J.A. : "Là, il faudrait se renseigner, quand même ! La transmission materno-foetale est largement documentée, de même que la contamination par voie sexuelle. Quid de la contamination par voie sanguine? Pourquoi l'Etablissement français du sang, sous tutelle du ministère de la santé, a-t-il reçu des directives de ne pas accepter des dons du sang provenant des malade de Lyme, s'il n'y a pas de risque ? Pourquoi occulte-t-on les expérimentations conduites aux USA et en France sur la contamination de poches de sang à l'agent borrelia, et qui prouvent que des poches infectées le restent 6 mois plus tard ?"

Lire : Maladie de Lyme et transmission sexuelle

 

"La gouvernance du plan prévoit qu’un comité de pilotage, accueillant les associations de patients et l’ensemble des acteurs, soit organisé deux fois par an. Par ailleurs, le site internet du ministère chargé de la santé développera un dossier consacré à ce plan, notamment sur le volet accès aux soins". 

J. A. : "Bien ! Espérons néanmoins que l'on ne perde pas 10 ans à consulter les uns et les autres. Les malades attendent."

"Renforcer la surveillance des tiques et élaborer une cartographie du risque et de la répartition des tiques en France (action 1)".

J. A. : "Bien. Il faut toutefois qu'un organisme indépendant et neutre participe à cette action, et qu'elle ne soit pas seulement menée par les Réseau Sentinelle et autres InVS ou CNR. Pourrait-on y inclure l'équipe Vectotiq de Muriel Vayssier à l’INRA ?"

"Mise en place d'actions locales d'information du public et de formations des professionnels de santé par les agences régionales de santé, dans le cadre des projets régionaux de santé (action 6); » Mise à jour des messages et des supports d’information, en lien avec les associations (action 7)"

J. A. : "Ça ne peut être que positif. Les Agences Régionales de Santé (ARS) sont à ce jour encore totalement dans l'ignorance de la réalité de Lyme (un dépliant de de l'ARS indique que les larves ne contaminent pas...! Personne à l'ARS n'a lu les publications sur Borrelia miyamotoï ? ). Donc ces agences ont besoin de l'aide des associations pour mettre à jour leurs connaissances !"

"La mise en œuvre de ce PNDS sera assurée notamment par des centres spécialisés de prise en charge qui seront désignés dans chaque région et organiseront des filières de soins adaptées en lien avec les professionnels du premier recours"

J. A. : "Il faut à mon sens intégrer des professionnels de terrain tels que le Pr Christian Perronne (CHU Raymond Poincaré, Garches), le Dr Béatrice Milbert, dans ces projets.
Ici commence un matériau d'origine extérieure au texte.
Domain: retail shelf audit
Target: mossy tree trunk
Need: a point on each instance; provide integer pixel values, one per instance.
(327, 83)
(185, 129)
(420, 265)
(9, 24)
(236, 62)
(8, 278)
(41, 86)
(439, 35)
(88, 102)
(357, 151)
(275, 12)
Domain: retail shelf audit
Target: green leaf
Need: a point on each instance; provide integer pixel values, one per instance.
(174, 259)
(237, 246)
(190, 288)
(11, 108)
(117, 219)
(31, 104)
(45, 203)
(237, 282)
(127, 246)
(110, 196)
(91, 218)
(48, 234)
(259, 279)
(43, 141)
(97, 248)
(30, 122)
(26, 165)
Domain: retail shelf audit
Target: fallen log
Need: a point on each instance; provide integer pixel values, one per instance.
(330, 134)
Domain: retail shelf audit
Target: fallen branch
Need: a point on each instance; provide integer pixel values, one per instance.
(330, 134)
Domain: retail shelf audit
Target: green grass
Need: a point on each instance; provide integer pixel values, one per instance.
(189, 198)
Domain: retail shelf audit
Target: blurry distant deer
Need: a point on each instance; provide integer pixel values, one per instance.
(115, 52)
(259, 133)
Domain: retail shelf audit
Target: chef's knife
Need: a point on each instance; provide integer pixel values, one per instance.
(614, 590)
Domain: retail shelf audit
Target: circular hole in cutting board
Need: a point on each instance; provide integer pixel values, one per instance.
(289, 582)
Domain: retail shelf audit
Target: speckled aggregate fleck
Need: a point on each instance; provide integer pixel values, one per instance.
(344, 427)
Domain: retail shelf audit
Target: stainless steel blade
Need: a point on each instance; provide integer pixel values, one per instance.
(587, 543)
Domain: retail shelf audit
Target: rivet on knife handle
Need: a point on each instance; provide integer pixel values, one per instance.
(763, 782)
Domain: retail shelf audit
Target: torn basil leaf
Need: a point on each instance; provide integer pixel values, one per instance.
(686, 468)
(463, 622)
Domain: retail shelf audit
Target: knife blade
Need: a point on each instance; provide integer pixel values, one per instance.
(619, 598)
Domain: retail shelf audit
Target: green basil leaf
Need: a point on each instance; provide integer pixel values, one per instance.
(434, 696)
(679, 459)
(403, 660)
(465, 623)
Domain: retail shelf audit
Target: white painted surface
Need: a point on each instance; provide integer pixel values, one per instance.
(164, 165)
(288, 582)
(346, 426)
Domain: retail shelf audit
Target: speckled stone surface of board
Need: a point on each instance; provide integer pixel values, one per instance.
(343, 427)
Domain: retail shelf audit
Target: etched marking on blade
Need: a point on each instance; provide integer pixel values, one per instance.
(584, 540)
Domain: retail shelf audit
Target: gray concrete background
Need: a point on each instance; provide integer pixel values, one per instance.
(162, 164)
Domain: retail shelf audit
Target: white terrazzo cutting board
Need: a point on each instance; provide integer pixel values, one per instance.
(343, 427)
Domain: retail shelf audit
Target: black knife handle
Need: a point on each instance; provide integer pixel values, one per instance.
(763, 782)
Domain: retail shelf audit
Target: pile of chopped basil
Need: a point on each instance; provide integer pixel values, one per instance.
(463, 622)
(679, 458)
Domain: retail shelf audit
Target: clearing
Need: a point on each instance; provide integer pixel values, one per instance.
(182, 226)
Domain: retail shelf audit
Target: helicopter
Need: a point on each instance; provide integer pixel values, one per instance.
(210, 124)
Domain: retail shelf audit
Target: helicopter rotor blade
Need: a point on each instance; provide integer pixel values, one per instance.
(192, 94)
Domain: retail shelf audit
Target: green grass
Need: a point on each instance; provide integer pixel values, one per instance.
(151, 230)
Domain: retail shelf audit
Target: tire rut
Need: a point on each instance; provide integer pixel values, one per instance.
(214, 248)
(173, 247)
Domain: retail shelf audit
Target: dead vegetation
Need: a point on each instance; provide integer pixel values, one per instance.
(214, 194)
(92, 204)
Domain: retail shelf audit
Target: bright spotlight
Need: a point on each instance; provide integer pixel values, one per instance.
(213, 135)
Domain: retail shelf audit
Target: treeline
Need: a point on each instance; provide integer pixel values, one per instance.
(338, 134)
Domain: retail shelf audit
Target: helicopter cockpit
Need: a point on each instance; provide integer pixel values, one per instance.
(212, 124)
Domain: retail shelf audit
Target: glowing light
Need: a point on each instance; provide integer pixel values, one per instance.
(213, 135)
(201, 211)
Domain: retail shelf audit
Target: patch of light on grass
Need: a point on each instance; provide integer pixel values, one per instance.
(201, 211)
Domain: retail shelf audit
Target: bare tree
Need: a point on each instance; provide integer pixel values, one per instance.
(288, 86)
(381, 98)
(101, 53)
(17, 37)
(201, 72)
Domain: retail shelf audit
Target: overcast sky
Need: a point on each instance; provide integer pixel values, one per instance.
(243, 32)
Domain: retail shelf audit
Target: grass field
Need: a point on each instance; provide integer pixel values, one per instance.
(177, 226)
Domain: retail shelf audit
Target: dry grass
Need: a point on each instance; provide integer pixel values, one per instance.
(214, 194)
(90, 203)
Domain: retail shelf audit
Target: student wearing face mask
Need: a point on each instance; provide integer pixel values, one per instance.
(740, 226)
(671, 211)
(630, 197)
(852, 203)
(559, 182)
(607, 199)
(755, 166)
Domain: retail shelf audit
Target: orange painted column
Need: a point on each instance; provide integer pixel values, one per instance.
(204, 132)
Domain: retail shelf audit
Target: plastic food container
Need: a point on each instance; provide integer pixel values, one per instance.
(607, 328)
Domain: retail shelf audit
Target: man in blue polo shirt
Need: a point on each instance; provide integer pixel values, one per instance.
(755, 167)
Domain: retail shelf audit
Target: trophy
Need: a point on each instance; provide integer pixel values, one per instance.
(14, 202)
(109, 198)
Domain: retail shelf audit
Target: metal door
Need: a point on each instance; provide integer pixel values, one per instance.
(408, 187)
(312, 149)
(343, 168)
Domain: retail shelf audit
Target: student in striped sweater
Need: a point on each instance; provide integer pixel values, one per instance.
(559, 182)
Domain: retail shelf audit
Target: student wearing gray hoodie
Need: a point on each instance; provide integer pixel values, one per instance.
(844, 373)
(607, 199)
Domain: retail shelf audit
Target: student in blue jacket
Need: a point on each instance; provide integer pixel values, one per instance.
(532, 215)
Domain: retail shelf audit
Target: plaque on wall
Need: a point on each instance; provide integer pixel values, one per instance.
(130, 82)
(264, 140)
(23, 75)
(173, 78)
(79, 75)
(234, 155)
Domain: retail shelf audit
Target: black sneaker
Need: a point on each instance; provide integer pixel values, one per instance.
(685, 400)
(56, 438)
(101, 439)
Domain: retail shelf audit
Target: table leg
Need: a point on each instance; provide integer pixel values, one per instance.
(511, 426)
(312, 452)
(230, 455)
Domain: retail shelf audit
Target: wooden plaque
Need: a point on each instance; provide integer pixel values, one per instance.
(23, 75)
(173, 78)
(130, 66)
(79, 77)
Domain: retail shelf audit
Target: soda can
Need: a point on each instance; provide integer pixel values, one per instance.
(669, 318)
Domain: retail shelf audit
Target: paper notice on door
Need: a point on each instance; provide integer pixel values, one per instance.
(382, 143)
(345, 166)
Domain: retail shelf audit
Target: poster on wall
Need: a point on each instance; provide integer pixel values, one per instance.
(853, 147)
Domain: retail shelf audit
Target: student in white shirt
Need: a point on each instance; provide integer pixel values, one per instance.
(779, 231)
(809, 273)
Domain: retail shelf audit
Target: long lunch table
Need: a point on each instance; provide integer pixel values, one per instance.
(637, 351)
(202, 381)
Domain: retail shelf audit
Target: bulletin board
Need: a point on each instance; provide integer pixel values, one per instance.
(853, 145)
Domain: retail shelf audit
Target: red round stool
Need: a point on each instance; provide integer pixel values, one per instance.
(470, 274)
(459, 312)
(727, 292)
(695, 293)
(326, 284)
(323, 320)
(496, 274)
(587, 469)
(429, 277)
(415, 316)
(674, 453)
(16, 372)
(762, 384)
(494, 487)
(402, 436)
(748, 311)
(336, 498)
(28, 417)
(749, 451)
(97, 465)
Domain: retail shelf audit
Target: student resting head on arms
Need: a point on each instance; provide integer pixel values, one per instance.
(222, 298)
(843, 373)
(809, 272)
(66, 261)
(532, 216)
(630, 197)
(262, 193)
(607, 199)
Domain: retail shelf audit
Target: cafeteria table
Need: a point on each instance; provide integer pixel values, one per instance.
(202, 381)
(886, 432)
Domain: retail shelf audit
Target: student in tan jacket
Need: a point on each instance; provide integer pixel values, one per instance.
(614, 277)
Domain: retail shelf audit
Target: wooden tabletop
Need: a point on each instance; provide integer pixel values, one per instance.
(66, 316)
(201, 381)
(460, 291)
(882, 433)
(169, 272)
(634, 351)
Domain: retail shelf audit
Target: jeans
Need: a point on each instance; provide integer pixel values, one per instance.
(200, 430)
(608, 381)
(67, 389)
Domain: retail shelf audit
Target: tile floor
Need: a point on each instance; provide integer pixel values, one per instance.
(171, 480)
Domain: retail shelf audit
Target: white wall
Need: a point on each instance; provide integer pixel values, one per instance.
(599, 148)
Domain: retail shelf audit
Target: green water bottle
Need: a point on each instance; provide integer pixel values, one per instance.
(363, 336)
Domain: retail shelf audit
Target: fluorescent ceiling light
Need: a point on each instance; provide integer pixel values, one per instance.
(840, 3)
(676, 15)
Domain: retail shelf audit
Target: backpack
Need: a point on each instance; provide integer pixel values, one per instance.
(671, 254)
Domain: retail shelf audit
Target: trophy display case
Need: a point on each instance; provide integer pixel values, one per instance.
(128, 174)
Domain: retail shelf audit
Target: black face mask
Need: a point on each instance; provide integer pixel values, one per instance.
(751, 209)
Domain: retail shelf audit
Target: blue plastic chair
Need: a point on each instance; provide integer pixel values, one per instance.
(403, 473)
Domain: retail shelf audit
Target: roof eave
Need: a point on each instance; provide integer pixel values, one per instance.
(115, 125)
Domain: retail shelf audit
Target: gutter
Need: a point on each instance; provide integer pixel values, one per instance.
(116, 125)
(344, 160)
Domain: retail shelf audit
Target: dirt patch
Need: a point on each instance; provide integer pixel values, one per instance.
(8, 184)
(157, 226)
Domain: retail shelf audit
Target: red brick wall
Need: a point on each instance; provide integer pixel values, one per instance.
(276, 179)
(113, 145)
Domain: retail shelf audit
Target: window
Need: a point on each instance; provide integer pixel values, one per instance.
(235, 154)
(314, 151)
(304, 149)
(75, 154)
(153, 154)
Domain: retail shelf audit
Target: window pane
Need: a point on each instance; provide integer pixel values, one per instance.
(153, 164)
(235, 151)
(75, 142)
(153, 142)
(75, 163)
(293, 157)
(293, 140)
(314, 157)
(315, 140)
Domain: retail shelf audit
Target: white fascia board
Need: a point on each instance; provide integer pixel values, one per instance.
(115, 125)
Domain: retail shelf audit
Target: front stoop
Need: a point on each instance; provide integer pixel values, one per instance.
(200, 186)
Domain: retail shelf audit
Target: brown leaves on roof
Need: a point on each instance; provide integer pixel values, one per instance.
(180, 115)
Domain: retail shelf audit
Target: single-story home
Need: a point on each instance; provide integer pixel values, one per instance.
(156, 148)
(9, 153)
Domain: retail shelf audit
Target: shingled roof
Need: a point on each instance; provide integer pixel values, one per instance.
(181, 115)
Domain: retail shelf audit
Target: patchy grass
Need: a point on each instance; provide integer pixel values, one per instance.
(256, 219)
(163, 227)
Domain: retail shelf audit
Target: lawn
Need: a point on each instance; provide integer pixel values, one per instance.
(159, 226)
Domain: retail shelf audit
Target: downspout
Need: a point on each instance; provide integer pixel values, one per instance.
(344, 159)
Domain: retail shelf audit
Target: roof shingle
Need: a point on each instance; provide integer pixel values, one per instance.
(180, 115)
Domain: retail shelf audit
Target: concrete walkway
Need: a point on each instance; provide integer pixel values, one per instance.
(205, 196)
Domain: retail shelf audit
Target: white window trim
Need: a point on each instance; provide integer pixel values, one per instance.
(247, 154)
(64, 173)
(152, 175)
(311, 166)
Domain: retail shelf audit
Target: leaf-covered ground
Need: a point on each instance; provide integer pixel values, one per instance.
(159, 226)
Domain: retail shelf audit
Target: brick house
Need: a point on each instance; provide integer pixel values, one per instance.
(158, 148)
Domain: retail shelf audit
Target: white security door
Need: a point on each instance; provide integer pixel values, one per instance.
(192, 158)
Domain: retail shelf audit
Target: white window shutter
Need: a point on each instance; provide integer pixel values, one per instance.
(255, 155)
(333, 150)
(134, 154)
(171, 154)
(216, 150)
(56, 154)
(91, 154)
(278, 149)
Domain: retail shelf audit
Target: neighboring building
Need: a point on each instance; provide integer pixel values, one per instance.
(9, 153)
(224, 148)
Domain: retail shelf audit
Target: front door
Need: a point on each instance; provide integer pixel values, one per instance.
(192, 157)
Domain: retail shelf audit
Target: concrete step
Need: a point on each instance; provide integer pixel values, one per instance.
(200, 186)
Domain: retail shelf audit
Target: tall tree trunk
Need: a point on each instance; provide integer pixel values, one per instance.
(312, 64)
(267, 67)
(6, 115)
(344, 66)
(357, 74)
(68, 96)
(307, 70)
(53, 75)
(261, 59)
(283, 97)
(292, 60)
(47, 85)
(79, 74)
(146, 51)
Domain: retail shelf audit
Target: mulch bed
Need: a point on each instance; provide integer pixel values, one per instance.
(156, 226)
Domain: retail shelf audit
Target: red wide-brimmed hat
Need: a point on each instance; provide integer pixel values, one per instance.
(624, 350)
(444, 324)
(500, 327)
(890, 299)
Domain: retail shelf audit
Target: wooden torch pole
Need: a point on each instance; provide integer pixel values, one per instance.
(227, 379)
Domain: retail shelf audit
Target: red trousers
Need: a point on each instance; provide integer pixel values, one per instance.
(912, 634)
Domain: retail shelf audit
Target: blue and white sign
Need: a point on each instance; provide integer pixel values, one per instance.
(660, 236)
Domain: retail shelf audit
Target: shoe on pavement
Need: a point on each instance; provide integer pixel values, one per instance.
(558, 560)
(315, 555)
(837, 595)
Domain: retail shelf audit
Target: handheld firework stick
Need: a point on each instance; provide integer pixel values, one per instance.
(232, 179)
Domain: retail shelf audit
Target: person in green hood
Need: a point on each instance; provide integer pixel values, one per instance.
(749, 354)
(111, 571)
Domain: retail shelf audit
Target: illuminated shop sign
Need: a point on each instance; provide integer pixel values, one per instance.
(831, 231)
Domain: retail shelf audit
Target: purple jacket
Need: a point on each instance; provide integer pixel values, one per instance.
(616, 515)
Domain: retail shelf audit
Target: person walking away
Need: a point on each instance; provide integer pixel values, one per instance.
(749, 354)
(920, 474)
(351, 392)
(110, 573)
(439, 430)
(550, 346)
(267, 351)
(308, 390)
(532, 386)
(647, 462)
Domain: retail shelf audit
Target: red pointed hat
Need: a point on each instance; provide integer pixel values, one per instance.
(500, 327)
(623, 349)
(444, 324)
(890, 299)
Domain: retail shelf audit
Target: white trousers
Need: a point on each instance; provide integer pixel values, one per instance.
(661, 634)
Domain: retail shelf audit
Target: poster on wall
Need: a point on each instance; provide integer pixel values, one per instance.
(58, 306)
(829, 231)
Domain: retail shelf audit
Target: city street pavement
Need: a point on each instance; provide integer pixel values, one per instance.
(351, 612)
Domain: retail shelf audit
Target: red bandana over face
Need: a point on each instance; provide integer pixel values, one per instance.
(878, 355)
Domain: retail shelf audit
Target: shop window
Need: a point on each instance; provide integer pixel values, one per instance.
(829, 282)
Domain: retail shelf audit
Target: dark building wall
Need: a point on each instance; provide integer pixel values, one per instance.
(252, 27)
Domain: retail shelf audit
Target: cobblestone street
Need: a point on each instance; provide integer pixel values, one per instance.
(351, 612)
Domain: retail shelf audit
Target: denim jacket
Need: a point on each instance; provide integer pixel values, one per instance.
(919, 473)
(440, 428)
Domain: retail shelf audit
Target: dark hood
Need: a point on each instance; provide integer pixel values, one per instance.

Au risque de voir encore des propositions biaisées surgir au détriment des malades."

"L’Agence nationale de sécurité du médicament et des produits de santé (ANSM) et le Centre national de référence (CNR) poursuivront l’évaluation de la performance des kits déjà disponibles sur le marché (action 12) ainsi que l'évaluation de la bonne interprétation des résultats par les laboratoires de biologie médicale (action 11)"

J. A. : "Ces deux organismes ne peuvent être neutres et leurs travaux seront probablement biaisés, ce qui induira l'éternel retard que nous subissons depuis bien trop longtemps comme toujours, dans bien des domaines de la santé. Il faut nommer un organe indépendant, qui pourra travailler avec l'ANSM et le CNR."

"Le projet « Oh ! Ticks ! » permettra de mieux connaître les agents pathogènes susceptibles d'être transmis par les tiques pour en faire le diagnostic. (action 14).".

J. A. : "Il était temps : cela fait des années que ce projet est refusé par l'ANR. Pourquoi ? Il n'est plus temps de se glorifier d'agir, quand les associations et les professionnels de terrain demandent depuis des années de l'aide pour la recherche et pour les malades !"

"Enfin, pour améliorer nos connaissances sur les maladies transmises par les tiques, le ministère des Affaires sociales et de la Santé encouragera la mise en place d’une cohorte prospective de suivi des patients (action 15)"

J. A. : "Très bien! Il faudra penser à inclure le Pr Perronne et ses équipes dans le projet qui sera retenu, afin qu'une vision objective vienne contrebalancer la vision officielle. Le temps est passé où l'on pouvait faire accepter n'importe quelle étude aux malades: face aux scandales récurrent, ces dernières années, dans tous les domaines liés à la santé, les malades veulent désormais être certains que les études ne seront pas biaisées."